When Rescue 1, Ian asked if anyone wanted to jump on the sled, Kainoa jumped at the chance. (If anyone wants to see what this guy can do in big surf, just YouTube Kainoa Mcgee with Mike Stewart at Pipeline.) they took off and circled the boat as it bucked up and down about 45 degrees and was starting to swing wider and wider around the anchor chain that was losing it's grip in the storm. And there we were, as psyched as the cannibals in King Kong, insanely waiting for the boat to get driven into THE most dangerous, treacherous corner of shoreline on the south shore.
Lt. Ingram calls this area "hamburger hill" and rightly so. It is the corner that is made up of the very end of the sea wall that makes up the Ala Wai boat channel, joining at a right angle to the Levee that protects the Magic Island Lagoon. As a lifeguard, we all are certain of two things: 1)the waves break viciously and at their biggest heights out there, peaking over the remains of the extinct surf spot of lore known as Garbage Hole. and 2) on a 4-6 South Swell, you do NOT want to have to make a rescue in the is area; you will get very injured and the person your trying to help might have to be abandoned out of personal safety.
I really couldn't tell if the Boat was any closer as I watched Ian and Kaino blast thru all the chop out to the doomed sailboat, so I went back to the tower, 1 Golf, to get my berrings and sure enough, just as I lined it up thru the far left slot like rifle sight, it started to clearly move to the left and towards the jetty. I ran back to the point and there it was, a hundred yards closer and well inside the surf break. Now, the whole thing is unfortunately as foggy in my own memory as it was thru the rain, wind and white water exploding up into the air, but at some point, Jeff had sprinted back to get his camera and was now photographing. The jet ski had returned and Ian just let it float in the lagoon, parked safely while we all ran back and forth howling every time a peak broke into the abandoned sailboat, and in no time it was sideways and heading into the rocks. To me, what makes this side of the seawall so treacherous is that, on the lagoon side, it is a vertical, 10-15 foot high wall, but on the ocean side, the surf side, it is a classic, Scandinavian Dike, that is built for maximum strength and durability sloping down from the top at about a 30 degree angle down to the bottom, below sea level over about 15 meters.
So basically what that means to the poor soul who is trapped there is that climbing up the boulders to safety means getting grinded (hence the name Hamburger Hill) up like so much Starbucks Coffee du jour, escaping the jaws of the barreling wave that starts breaking out over the reef bottom.
Well, I confess to feeling a little guilty about how exciting it was to watch what used to be home to a wayward boat owner, getting crunched, bashed and rocked higher and higher up the levee making it all the way to the damn top!
It was a surprising display of Mother Nature, matter of factly perching a 37 foot sailboat up onto the Magic Island Seawall like a toy.

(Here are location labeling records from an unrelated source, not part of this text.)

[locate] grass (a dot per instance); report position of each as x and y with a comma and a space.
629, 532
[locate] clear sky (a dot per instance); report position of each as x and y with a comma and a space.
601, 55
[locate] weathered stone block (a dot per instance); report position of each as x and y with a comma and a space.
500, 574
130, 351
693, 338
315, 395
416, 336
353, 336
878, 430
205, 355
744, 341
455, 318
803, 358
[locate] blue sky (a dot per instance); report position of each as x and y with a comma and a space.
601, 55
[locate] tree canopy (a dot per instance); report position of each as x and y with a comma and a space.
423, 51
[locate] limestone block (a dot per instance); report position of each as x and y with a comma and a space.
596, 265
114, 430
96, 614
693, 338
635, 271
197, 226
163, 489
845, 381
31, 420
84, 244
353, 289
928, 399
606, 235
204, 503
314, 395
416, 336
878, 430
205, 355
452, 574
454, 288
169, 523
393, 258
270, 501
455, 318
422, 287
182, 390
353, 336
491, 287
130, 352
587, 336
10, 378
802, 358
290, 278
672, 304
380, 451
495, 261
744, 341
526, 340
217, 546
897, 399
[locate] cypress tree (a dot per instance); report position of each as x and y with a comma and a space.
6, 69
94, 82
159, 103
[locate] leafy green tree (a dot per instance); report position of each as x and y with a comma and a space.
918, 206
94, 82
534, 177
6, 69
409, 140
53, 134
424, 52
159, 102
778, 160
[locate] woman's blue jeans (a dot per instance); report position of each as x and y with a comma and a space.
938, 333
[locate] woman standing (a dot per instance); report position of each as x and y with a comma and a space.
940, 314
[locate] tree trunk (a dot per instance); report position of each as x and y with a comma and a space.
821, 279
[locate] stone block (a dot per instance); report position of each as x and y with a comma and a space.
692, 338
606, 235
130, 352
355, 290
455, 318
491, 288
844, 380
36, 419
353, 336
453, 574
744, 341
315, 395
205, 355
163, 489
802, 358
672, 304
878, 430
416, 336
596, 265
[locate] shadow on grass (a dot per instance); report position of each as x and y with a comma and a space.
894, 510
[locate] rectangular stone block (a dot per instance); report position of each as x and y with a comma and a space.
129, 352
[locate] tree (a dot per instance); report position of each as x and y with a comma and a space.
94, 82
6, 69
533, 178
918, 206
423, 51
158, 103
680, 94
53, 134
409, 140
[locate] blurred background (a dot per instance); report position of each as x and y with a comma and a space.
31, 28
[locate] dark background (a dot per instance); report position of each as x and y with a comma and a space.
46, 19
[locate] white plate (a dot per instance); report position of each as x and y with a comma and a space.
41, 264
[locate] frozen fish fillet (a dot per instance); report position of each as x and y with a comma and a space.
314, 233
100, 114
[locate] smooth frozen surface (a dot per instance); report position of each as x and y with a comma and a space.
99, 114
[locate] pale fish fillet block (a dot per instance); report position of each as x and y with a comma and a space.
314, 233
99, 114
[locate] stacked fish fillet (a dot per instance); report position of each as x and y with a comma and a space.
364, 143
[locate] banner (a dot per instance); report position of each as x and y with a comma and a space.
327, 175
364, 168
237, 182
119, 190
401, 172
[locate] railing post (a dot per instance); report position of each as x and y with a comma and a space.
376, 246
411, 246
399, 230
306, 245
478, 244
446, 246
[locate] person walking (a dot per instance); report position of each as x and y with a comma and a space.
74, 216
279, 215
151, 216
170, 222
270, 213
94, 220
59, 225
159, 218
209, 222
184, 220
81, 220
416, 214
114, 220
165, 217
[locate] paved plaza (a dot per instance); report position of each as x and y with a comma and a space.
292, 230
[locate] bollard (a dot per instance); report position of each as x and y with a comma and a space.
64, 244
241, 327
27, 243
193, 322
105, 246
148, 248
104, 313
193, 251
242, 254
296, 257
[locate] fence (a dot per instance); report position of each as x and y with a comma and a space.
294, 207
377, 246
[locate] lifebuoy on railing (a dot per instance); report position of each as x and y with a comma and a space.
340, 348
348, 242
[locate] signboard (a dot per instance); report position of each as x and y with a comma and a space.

Well Jeff, the pictures you got were great, thanx for doing that, and we all kept saying we never saw anything like that. We got to watch a shipwreck from beginning to end, on a hunch that it was an accident, waiting to happen.
Such is Lifeguarding.


Anonymous said...

Is that top photo really from Hawaii or did you get it on one of your trips to Half Moon Bay?
Great photos.

wso2 said...

Back at work on Monday I watched the Boat owner and his salvage team strip down the boat still high on the sea wall.
I heard that someone actually tried to set the wreckage on fire over the weekend.
now that would have taken it to another level. And as I looked to the left over at the harbor, there was the other shipwreck, on the seawall protecting the last slip of boats, after the high tide picked it up off the Bowls reef and deposited it, in a suspiciously similar positing, some two meters away.